Sam Wasson, 5e Avenue, 5 heures du matin : Audrey Hepburn, Diamants sur canapé et la genèse d’un film culte, Sonatine, 2012.

Qu’est-ce que c’est une comédie romantique ?

Et à quoi ressemble une icône absolue du cinéma ? Un type de femme, par exemple, qui fut le modèle parfait à imiter pour une bonne partie de la population féminine occidentale.

Mais qui était vraiment Audrey Hepburn, l’interprète inoubliable de la comédie romantique marquante des années 60, Diamants sur canapé, devenu une œuvre culte par la suite ?

Qui était-elle par-delà sa sophistication pourtant naturelle, aisée, revigorante, fraîche, par-delà ce regard et ces sourires qui la firent pénétrer dans le firmament de notre culture, celle d’un monde réconcilié ? Prêt à suivre sur grand écran les méandres du cœur humain, les troubles de la passion, les délices de la combustion des sens.

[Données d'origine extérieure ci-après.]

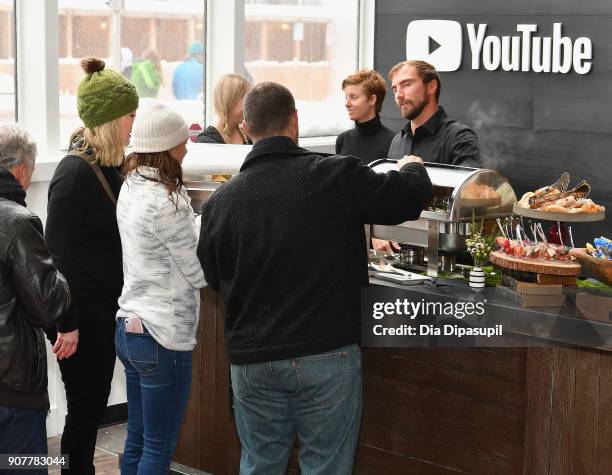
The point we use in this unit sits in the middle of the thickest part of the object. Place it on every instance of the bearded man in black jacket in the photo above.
(284, 243)
(33, 294)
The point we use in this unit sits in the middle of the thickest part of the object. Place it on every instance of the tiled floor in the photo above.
(110, 443)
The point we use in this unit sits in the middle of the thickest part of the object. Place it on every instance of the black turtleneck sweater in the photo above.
(368, 141)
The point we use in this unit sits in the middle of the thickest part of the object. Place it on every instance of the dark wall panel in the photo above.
(552, 8)
(531, 126)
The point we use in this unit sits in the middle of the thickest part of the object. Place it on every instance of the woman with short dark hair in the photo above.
(364, 93)
(160, 301)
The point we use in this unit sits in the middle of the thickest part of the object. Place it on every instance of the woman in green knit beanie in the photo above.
(83, 238)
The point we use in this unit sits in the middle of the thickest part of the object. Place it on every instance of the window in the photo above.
(157, 44)
(290, 42)
(7, 61)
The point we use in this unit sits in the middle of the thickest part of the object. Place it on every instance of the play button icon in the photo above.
(438, 42)
(433, 45)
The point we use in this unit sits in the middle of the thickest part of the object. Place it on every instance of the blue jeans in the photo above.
(23, 431)
(317, 397)
(158, 382)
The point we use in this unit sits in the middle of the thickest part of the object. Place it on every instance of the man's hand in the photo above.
(385, 246)
(408, 159)
(66, 344)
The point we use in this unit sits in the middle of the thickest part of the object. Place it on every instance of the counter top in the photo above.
(583, 320)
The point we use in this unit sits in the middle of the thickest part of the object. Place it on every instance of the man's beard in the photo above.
(416, 110)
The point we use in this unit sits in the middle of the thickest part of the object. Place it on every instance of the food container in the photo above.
(602, 268)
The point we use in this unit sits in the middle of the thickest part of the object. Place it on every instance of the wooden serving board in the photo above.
(480, 202)
(538, 266)
(553, 216)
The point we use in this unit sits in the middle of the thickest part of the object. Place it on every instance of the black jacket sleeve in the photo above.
(387, 198)
(41, 290)
(68, 198)
(206, 251)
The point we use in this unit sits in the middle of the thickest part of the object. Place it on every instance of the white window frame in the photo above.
(38, 57)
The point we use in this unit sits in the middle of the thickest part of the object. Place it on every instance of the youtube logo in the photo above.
(436, 41)
(439, 42)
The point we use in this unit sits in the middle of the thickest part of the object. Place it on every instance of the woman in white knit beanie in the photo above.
(159, 305)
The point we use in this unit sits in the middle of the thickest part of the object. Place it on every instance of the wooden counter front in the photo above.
(436, 410)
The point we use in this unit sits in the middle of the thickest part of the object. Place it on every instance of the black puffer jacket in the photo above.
(33, 294)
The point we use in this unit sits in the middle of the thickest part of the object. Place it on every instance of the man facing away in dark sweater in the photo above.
(292, 294)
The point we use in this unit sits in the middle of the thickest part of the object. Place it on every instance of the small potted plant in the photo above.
(479, 246)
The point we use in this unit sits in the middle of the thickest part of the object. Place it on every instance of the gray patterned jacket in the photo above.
(162, 274)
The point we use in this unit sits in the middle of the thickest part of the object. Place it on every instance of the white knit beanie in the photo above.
(158, 129)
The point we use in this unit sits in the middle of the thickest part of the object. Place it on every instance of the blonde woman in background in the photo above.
(229, 97)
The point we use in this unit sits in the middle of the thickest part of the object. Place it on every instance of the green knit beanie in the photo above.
(104, 95)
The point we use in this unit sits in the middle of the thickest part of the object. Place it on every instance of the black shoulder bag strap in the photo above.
(99, 174)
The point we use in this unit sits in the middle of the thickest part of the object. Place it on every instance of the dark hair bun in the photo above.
(92, 65)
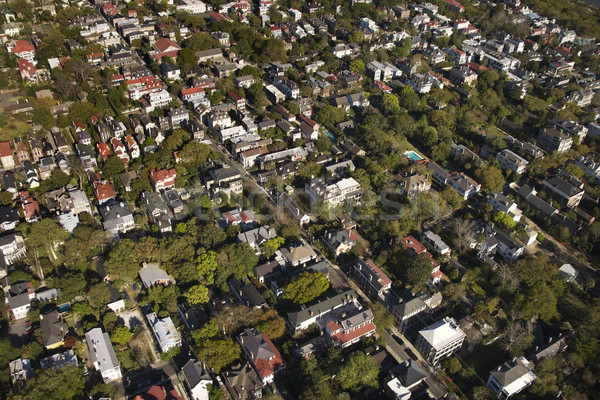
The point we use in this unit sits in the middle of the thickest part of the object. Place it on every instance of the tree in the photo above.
(391, 104)
(330, 115)
(271, 246)
(490, 178)
(416, 270)
(383, 319)
(218, 353)
(504, 220)
(99, 295)
(45, 235)
(305, 287)
(43, 116)
(357, 66)
(452, 365)
(206, 266)
(197, 294)
(193, 155)
(121, 335)
(237, 259)
(122, 262)
(357, 373)
(113, 167)
(65, 384)
(309, 170)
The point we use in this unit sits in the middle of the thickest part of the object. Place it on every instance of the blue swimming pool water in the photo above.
(413, 156)
(329, 135)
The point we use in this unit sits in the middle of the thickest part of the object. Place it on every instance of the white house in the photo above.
(103, 355)
(165, 332)
(196, 379)
(511, 378)
(440, 340)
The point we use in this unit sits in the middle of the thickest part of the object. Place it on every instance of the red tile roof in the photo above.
(164, 44)
(103, 191)
(5, 150)
(345, 338)
(22, 46)
(266, 368)
(383, 279)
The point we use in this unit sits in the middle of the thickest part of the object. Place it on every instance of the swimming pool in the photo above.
(413, 156)
(329, 134)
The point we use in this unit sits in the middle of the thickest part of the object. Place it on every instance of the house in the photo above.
(413, 185)
(165, 47)
(164, 331)
(151, 274)
(262, 354)
(31, 209)
(564, 188)
(102, 355)
(103, 191)
(288, 87)
(349, 327)
(178, 115)
(9, 218)
(162, 178)
(440, 340)
(6, 156)
(257, 237)
(238, 217)
(511, 378)
(406, 380)
(19, 298)
(320, 310)
(117, 217)
(297, 254)
(530, 196)
(224, 180)
(551, 139)
(12, 247)
(197, 379)
(504, 204)
(290, 205)
(510, 160)
(339, 241)
(435, 243)
(54, 330)
(384, 72)
(20, 371)
(370, 278)
(358, 100)
(408, 315)
(132, 146)
(242, 382)
(414, 248)
(462, 75)
(170, 71)
(345, 190)
(246, 294)
(174, 202)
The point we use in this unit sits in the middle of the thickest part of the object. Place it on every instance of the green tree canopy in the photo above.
(305, 287)
(271, 246)
(197, 294)
(99, 295)
(490, 178)
(67, 383)
(358, 372)
(121, 335)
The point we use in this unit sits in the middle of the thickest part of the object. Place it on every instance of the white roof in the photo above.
(101, 350)
(347, 183)
(442, 333)
(399, 391)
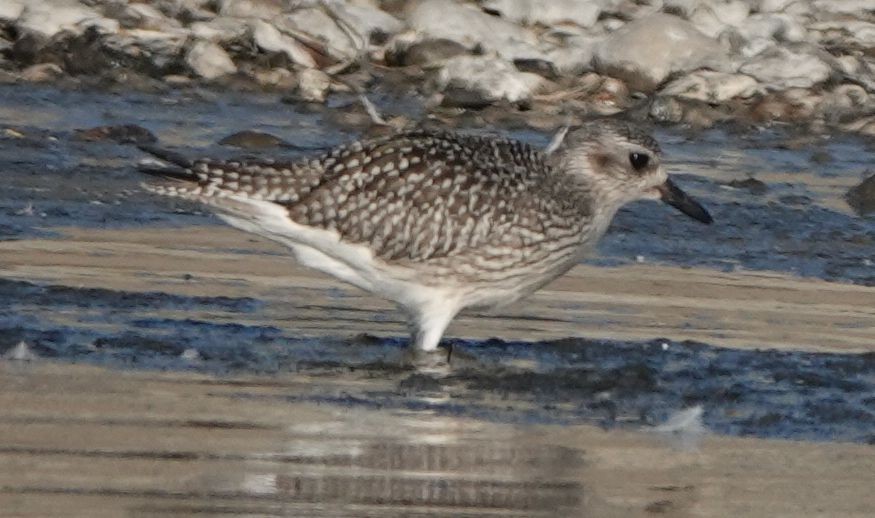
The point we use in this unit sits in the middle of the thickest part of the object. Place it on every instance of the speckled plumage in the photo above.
(435, 221)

C’est à toutes ces questions que répond le livre de Sam Wasson, qui ausculte la réunion de talents hétéroclites (les vrais, ceux qui ont fait le cinéma américain de qualité et dont on ne parle jamais), comme le scénariste George Axelrod, le réalisateur Blake Edwards, la chef costumière Edith Head (aux 35 oscars), le musicien Henry Mancini, etc., œuvrant dans le même sens.

Ce livre fascinant leur rend à tous un hommage plus que mérité ; et donne une furieuse envie de croiser à nouveau la route de la divine Holly Golightly un de ces jours chez Tiffany.